Em 2024, foi anunciado um investimento de R$ 27 bilhões no chamado Projeto Natureza, uma nova fábrica de celulose a ser construída em Barra do Ribeiro. O empreendimento enfrenta impasses na Justiça. No início de março, o Ministério Público Federal (MPF) recomendou a suspensão do licenciamento ambiental do projeto até que as comunidades indígenas locais fossem devidamente ouvidas. Na semana passada, o Conselho Nacional do Ministério Público suspendeu a recomendação do MPF/RS, garantindo a continuidade do processo até análise definitiva.

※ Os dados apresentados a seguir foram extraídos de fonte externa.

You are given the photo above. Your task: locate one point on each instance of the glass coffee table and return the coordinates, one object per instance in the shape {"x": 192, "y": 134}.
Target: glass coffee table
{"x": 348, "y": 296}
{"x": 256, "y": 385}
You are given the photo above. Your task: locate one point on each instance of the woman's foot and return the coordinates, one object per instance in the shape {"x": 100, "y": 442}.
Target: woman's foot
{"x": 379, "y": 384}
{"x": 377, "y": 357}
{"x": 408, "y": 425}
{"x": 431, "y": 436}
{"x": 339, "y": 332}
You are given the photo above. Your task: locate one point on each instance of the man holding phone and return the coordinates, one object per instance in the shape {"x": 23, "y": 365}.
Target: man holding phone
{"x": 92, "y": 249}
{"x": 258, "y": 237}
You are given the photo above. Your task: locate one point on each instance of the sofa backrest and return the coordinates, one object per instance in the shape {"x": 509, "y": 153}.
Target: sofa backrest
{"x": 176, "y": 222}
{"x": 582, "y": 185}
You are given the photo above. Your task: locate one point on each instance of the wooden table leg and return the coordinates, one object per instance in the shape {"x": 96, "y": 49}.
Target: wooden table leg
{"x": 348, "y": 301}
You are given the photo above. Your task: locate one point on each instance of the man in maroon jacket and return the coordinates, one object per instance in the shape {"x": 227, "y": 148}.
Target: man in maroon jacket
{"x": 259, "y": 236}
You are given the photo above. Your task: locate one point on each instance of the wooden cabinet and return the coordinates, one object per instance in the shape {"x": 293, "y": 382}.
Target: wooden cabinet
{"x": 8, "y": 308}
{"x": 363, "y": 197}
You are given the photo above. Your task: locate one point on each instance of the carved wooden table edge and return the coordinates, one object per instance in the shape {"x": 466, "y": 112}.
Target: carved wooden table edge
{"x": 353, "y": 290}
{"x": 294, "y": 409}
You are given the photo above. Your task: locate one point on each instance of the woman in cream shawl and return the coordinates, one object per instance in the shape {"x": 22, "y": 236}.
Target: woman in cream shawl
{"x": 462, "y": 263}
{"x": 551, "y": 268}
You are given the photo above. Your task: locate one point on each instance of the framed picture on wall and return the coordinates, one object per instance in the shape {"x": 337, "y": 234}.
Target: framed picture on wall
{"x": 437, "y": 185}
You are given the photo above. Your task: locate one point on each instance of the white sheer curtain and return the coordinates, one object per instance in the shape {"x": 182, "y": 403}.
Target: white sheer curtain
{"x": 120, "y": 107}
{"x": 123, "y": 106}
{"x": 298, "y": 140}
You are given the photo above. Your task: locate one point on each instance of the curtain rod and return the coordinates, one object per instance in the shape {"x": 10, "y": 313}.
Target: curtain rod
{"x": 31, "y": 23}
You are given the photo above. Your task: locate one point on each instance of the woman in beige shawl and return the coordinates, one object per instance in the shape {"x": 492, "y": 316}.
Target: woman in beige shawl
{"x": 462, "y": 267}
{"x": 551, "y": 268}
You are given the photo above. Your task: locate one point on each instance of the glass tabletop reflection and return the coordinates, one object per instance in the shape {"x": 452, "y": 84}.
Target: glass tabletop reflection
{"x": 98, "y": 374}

Segundo Andriotti, a empresa já apresentou toda a documentação necessária. “Estamos no aguardo, primeiro, de um posicionamento do Ministério Público e, depois, da Fepam (Fundação Estadual de Proteção Ambiental), na expectativa da licença para que possamos iniciar as obras em Barra do Ribeiro”, afirmou.
A multinacional chilena CMPC possui 54 fábricas em 12 países, sendo 11 delas no Brasil. No Rio Grande do Sul, a empresa mantém plantios de eucalipto e operação florestal em 80 municípios, o que reforça a necessidade de diálogo com as administrações locais.
“Falar com os prefeitos é muito importante, porque, normalmente, eu vou aos municípios e converso diretamente com eles. Mas há muitos prefeitos aqui que não têm ideia do que é a CMPC. Aproveitamos este espaço para apresentar a empresa, já que há municípios que ainda não fazem parte da nossa base e podem vir a integrar, pois precisamos expandir a base florestal para abastecer o novo projeto em Barra do Ribeiro”, afirmou.